Where's the security leadership?

Industry watcher Jon Oltsik says that the security business is undergoing profound changes, and not all players are created equal.

Jon Oltsik
Jon Oltsik is a senior analyst at the Enterprise Strategy Group. He is not an employee of CNET.
Jon Oltsik
4 min read
This year's RSA Conference was another opportunity for the security glitterati to shine.

The event, which attracted a record 13,000 visitors, also was a testament to how hot the security market is.

As for me, I got a chance to walk the floor, meet top security companies and listen to a number of keynote speeches. I heard a lot of hyperbole and security dogma. Some vendors surprised me with their clarity of vision, while I was baffled by the hype and confusing messages of others.

Based on these conversations, I've taken the time to grade the vendors, based on my own subjective criteria.

A: Symantec. Wall Street still may not get the Veritas Software deal, but CEO John Thompson showed that he is a leader with chutzpah. He not only stood up to endless questions about the new Microsoft security offerings, he also described an integrated "risk management" vision where Symantec products and services work in concert to protect critical assets.

Symantec's booth also offered a potpourri products, demonstrating that it's more than just antivirus company.

B: Check Point Software Technologies. The firewall king has a fantastic product lineup, offering full integration into its Smart management tools. Nevertheless, Check Point seems to be at a crossroads. It needs to outgrow its "firewall-only" roots, sell security solutions and take the business to the next level. Large customers I spoke to haven't seen this happen yet.

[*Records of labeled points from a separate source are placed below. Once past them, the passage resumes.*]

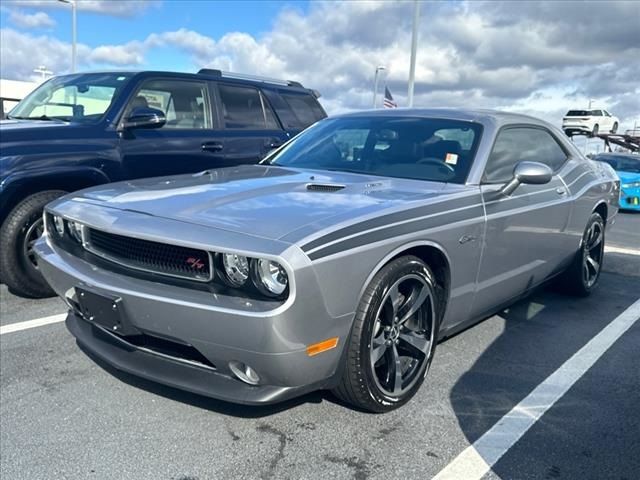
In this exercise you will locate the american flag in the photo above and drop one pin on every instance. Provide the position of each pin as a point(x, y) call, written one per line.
point(388, 99)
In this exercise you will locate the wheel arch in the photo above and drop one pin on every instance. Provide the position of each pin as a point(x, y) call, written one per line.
point(602, 209)
point(434, 256)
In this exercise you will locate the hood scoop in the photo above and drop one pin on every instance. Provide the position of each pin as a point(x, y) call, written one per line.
point(324, 187)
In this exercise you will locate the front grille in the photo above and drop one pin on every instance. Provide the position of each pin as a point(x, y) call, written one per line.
point(149, 256)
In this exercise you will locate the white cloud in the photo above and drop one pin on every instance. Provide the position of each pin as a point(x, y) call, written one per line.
point(116, 8)
point(131, 54)
point(27, 20)
point(535, 57)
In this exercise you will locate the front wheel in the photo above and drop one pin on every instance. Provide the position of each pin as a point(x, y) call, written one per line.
point(22, 227)
point(393, 338)
point(582, 276)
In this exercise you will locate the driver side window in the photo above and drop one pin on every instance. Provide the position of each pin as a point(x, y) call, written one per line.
point(184, 103)
point(515, 145)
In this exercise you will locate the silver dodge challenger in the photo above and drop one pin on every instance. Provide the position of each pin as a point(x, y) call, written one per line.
point(337, 263)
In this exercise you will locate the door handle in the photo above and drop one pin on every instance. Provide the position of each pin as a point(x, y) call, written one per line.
point(212, 146)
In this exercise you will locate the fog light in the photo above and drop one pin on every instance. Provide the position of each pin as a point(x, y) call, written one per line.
point(244, 372)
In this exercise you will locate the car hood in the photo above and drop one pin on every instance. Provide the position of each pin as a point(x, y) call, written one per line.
point(628, 177)
point(258, 200)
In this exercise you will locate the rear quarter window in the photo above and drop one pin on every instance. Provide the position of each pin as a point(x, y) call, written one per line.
point(305, 107)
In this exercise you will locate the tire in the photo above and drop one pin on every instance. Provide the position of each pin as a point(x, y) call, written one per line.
point(19, 272)
point(582, 277)
point(380, 341)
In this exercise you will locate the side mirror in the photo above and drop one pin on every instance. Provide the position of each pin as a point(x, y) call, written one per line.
point(144, 117)
point(531, 173)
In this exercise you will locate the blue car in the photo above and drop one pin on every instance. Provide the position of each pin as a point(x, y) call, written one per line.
point(627, 166)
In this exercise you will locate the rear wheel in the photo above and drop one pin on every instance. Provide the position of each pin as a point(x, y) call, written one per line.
point(18, 234)
point(393, 338)
point(582, 276)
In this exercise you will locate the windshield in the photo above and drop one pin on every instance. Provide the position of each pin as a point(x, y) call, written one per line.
point(405, 147)
point(621, 163)
point(76, 98)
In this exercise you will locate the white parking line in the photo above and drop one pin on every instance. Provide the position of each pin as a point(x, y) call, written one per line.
point(38, 322)
point(626, 251)
point(477, 459)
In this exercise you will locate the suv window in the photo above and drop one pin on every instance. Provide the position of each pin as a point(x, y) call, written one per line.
point(245, 108)
point(184, 103)
point(515, 145)
point(305, 108)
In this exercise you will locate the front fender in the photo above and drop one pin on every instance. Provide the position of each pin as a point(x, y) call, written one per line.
point(19, 185)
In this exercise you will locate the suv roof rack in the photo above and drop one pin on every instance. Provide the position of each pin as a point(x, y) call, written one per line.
point(214, 72)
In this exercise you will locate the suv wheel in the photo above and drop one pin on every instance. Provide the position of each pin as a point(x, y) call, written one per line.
point(393, 338)
point(22, 227)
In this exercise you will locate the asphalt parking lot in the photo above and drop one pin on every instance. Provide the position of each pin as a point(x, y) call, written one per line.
point(62, 416)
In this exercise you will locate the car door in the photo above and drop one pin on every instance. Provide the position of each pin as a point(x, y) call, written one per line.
point(184, 143)
point(526, 233)
point(248, 128)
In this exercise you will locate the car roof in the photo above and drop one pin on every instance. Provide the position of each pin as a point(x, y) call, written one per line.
point(244, 80)
point(496, 117)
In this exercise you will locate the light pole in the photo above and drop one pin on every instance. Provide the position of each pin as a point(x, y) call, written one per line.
point(74, 8)
point(414, 48)
point(379, 68)
point(42, 70)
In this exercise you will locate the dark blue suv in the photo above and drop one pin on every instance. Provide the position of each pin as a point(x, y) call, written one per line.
point(79, 130)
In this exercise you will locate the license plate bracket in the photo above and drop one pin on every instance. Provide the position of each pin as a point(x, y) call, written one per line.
point(103, 310)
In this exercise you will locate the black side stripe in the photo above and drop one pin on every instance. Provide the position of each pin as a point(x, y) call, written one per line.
point(421, 211)
point(398, 230)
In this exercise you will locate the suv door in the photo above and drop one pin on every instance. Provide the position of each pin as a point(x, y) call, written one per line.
point(179, 146)
point(526, 237)
point(248, 128)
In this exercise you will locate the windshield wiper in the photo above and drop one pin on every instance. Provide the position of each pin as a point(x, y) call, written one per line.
point(345, 170)
point(41, 117)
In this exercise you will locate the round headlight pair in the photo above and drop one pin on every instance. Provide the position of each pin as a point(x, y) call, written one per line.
point(268, 276)
point(58, 222)
point(74, 228)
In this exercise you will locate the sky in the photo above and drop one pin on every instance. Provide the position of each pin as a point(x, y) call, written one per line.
point(540, 58)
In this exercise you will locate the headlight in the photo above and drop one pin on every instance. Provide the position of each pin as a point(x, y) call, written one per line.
point(236, 269)
point(76, 230)
point(59, 224)
point(269, 277)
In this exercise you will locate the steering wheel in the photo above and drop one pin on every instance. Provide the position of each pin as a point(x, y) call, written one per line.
point(437, 162)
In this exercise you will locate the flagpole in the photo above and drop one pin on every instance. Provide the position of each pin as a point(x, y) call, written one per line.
point(414, 48)
point(379, 68)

Also, where was Gil Shwed? I certainly believe that Gil's industry status make him a natural keynote speaker for this event.

B: RSA Security. You've got to hand it to Art Coviello's gang. The conference is still a marketing bonanza for RSA, a relatively small $307 million company. This year's focus on identity and access management also helped boost RSA's position. But Wall Street remains unconvinced. The money guys believe the company relies too much on revenue from low-cost security tokens--a commodity market. RSA says that its tokens are a key part of security solutions that offer customers higher ROI than competitors do.

If you peel back the emotion, you also see that Microsoft really "gets it."

Maybe, but stock market types say this sounds a lot like the rationale Digital used to offer about its money-losing PC business. Adding fuel to the fire, RSA decided to abandon its historical practice of publishing token sales and average selling prices on a quarterly basis. RSA's logic makes sense to me--but it's never good when investors are scratching their heads.

B: Microsoft. Forget Bill's two-hour Windows commercial for a second. Microsoft's giving away anti-spyware? Minimal impact on Symantec and McAfee franchises, but I'd hate to be Webroot.

If you peel back the emotion, you also see that Microsoft really "gets it." The biggest threat to the industry is Microsoft's plan to integrate security with operations and administration tools--a powerful combination. Bill's company would get an "A" grade, except for one huge obstacle: Security people view Microsoft as a natural enemy. Changing this situation is bound to take a while.

B-: Computer Associates and Novell. I grouped these two together since they both play in the identity and access management piece of security. CA's message is good, and I truly believe CA has a comprehensive product portfolio, but there is an underlying sadness in Islandia that may take a while to overcome.

Novell's identity vision blew me away, but technical vision has never been in short supply in Provo. I still need to see some enterprise wins outside the old "red box" market before I drink the Kool-Aid.

B-: McAfee. Good products and great vision, but investors are hung up on the CFO change and impending financial results. This put a dark cloud on an otherwise sunny presence.

C: Cisco Systems. I didn't get Cisco's whole approach to RSA. First, it reannounced a bunch of products and acquisitions that didn't fool anyone. Then, John Chambers did his keynote speech, which reminded me of Khrushchev's "we will bury you" speech at the United Nations, presented with a hospitable southern accent rather than a banged shoe.

I didn't get Cisco's whole approach to RSA.

I have no doubt that Cisco will continue to expand its security footprint, but it needs to do a better job of putting the pieces together into a cohesive story, instead of flexing its PR and acquisition muscle and saying nothing in the process.

C- (on a curve): Internet Security Systems. This company continues to mystify me. It just completed its most successful year ever and has some growing products, but its "boil the ocean" strategy reminded me of IBM's infamous Systems Application Architecture, circa 1990. Remember? Everything was going to fit together from MVS to PS/2--only it never worked. If IBM couldn't use its vast resources to integrate its systems, what chance has ISS? I'd like to see a bit more realism and humility out of ISS next year.

I spoke to lots of others at the show: users, vendors, investors and venture capitalists. All were impressed with the size of the event, but most people judged the RSA Conference with two words: "nothing new." I share this feeling, so the companies I rated highest presented a prudent, business-centric and realistic view of security and themselves.

Security never will be sexy; it is about protecting assets from malicious attacks and accidental damage. Someone should spread this word around.